Lord Caradon of Britain, president of the Council, met this morning with Corneliu Manescu, president of the General Assembly. Since the Middle East issue is on the agenda of the current Assembly session, it was believed that Lord Caradon and Mr. Manescu discussed the possibility that the Assembly might debate the Middle East issue before it concludes its current session about June 1. Mr. Manescu also had a visit from the Egyptian Ambassador, Mohamed Awad el-Kony.
Israel accused Lebanon today, in a letter to the Security Council, of having joined the rest of the hostile Arab bloc in aiding and encouraging Arab sabotage inside Israel. Ambassador Yosef Tekoah of Israel told Lord Caradon, president of the Security Council, that the Government of Lebanon had opened a recruiting office in Beirut for the enrollment of Arab terrorists and had established a training center “for Lebanese young men for joining the Fedayeen movement.” The training center, according to Mr. Tekoah, is in the Lebanese town of Sidon.
Mr. Tekoah’s letter replied to one earlier this week by the Lebanese Charge d’Affaires, who complained that Israel had shelled a Lebanese village near the Israeli border inflicting at least three civilian casualties.

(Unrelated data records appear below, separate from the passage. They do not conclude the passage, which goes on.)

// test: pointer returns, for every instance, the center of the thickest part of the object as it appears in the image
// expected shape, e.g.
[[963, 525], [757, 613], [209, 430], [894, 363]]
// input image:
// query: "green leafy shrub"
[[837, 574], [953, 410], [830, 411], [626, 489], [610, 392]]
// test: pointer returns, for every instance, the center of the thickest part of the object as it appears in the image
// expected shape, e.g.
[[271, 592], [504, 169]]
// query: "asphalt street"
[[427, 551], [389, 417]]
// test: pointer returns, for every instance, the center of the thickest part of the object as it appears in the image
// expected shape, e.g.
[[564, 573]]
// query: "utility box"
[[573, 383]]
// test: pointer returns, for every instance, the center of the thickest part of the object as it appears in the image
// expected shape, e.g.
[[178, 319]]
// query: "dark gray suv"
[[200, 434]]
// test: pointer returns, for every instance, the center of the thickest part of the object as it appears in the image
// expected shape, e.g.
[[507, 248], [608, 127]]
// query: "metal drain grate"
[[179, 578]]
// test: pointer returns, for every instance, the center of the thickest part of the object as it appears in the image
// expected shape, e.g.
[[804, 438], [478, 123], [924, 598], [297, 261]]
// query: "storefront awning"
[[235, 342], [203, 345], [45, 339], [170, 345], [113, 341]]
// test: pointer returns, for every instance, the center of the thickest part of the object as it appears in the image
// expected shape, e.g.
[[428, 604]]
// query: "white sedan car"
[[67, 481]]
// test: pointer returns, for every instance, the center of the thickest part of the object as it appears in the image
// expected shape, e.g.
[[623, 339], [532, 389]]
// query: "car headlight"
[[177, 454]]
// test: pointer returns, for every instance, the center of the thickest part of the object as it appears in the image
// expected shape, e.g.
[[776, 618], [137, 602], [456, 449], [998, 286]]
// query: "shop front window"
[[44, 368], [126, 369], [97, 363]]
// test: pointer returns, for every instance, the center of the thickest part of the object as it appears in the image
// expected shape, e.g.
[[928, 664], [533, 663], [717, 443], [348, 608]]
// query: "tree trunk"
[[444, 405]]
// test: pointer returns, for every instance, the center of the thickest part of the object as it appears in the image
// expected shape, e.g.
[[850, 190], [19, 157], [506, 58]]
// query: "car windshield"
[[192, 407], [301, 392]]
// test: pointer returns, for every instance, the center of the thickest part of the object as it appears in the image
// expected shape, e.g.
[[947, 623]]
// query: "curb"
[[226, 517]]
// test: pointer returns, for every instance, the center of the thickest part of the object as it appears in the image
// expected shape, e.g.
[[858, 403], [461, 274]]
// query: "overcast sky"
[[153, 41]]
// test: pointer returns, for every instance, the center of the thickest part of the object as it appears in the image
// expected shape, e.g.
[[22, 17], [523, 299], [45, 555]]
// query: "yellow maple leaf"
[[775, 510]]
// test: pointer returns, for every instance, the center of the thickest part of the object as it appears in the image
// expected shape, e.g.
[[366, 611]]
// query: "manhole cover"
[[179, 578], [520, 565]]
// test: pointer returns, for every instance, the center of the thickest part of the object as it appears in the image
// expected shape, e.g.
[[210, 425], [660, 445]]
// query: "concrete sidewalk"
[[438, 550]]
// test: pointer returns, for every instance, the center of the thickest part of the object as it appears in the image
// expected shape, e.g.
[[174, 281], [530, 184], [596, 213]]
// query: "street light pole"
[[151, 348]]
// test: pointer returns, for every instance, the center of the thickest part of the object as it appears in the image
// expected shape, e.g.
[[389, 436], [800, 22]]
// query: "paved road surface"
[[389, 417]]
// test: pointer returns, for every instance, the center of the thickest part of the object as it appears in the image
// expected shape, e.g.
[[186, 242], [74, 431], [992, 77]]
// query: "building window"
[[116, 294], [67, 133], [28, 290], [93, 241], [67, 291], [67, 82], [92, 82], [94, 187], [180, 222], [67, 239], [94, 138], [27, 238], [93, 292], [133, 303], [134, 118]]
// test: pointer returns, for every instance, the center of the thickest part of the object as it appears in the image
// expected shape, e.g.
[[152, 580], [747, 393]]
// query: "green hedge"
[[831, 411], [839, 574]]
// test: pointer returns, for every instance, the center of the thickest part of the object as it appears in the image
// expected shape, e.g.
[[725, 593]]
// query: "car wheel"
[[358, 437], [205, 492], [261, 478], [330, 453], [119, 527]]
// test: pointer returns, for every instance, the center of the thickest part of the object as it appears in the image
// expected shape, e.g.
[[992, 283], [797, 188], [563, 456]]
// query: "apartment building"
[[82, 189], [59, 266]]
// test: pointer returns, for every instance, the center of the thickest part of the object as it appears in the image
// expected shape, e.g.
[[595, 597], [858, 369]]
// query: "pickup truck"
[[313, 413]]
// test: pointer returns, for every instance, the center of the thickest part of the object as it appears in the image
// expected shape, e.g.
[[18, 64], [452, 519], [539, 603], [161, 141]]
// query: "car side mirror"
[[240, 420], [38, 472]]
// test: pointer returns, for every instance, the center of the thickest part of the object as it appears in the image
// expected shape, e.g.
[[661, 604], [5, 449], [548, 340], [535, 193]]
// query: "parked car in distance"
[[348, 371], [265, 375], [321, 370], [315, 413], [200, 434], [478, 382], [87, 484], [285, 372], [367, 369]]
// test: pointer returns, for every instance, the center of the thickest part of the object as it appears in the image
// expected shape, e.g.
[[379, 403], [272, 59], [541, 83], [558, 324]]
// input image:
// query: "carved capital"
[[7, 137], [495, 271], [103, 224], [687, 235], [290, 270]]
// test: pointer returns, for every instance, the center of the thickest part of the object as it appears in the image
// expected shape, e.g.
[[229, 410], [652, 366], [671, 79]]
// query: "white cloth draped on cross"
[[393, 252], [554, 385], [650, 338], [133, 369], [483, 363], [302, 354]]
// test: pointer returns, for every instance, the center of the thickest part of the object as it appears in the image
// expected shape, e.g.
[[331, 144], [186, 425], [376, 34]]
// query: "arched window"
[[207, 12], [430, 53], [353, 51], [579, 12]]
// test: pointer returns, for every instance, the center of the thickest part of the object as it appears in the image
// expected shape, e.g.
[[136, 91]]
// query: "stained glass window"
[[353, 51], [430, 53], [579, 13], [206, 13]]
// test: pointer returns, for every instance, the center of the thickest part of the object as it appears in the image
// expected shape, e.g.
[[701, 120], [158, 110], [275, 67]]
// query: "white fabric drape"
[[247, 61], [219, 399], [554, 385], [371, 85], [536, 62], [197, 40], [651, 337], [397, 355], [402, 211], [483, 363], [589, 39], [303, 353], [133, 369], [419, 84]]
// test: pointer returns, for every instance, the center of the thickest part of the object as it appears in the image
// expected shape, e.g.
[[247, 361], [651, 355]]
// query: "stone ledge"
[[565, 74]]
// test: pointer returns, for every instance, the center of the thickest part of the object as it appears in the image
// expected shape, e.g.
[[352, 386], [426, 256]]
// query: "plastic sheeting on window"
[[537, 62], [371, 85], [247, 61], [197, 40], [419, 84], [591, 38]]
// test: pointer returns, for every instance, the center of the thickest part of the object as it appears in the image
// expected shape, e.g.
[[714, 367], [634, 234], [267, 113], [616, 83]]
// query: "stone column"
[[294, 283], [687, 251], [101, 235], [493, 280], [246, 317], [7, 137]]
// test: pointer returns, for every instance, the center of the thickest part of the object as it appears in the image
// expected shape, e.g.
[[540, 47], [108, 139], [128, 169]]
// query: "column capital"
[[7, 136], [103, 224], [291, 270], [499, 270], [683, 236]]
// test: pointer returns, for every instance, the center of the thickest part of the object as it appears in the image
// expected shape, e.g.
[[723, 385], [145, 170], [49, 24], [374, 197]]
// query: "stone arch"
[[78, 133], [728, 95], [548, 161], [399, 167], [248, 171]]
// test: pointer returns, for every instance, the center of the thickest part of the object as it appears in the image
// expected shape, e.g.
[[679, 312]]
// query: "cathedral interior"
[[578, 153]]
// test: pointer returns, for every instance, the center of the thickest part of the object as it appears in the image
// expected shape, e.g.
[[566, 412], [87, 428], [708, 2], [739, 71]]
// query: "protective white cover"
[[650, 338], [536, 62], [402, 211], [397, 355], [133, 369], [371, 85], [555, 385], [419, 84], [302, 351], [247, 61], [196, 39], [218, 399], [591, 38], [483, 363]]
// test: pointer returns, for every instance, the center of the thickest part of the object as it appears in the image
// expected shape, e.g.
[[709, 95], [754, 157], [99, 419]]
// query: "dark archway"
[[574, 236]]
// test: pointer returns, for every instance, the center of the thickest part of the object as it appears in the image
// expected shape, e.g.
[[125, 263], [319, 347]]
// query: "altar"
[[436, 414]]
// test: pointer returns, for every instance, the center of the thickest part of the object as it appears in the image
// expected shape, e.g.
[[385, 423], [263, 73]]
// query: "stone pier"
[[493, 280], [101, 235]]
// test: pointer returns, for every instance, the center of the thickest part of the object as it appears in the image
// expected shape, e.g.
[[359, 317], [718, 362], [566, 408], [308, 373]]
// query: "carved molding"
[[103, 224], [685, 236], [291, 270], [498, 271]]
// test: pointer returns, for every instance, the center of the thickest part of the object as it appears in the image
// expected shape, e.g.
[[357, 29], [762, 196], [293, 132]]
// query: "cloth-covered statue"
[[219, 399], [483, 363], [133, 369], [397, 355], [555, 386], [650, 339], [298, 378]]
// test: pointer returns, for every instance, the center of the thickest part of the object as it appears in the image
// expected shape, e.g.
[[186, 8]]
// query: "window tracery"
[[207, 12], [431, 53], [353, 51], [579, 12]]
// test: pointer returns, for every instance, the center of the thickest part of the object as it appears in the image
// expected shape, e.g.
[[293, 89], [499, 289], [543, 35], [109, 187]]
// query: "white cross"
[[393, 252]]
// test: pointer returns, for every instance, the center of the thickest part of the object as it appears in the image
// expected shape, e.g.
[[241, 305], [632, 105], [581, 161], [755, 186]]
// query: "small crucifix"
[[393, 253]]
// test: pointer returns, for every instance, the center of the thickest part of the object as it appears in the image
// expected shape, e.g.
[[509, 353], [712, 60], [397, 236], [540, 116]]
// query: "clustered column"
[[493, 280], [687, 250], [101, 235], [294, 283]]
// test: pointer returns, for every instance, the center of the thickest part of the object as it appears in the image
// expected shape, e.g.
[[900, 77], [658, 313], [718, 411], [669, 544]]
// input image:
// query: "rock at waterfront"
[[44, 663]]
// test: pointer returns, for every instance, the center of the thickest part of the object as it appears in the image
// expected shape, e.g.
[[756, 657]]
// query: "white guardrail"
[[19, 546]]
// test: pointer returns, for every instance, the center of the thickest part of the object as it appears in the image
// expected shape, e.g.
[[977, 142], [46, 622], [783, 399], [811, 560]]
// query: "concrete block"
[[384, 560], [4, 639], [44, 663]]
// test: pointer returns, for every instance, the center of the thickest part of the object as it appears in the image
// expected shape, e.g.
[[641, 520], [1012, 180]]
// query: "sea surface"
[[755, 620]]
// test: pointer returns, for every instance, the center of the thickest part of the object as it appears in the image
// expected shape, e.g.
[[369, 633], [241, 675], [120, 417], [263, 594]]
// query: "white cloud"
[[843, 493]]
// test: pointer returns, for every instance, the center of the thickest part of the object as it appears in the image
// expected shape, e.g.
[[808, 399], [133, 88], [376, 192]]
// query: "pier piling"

Mr. Tekoah charged that Lebanon’s Prime Minister had “publicly pledged support to warfare by terror. He encouraged Lebanese nationals to join organizations conducting such warfare and promised them arms to fight Israel.” Regarding the shelling of the Lebanese village, which Mr. Tekoah said occurred as a result of the shelling of an Israeli village from the Lebanese side, Mr. Tekoah said “it is regrettable that Arab regular and irregular forces frequently choose to emplace their firing positions within or adjacent to inhabited points thus exposing the local civilian population to the hazards of Arab aggression.” Mr. Tekoah accused Lebanon of violating the cease-fire agreement and stated: “Israel has respected and will continue to respect the cease-fire with Lebanon on a basis of reciprocity. As long as no attacks are carried out from Lebanese territory, tranquility prevails in the Israel-Lebanon sector.”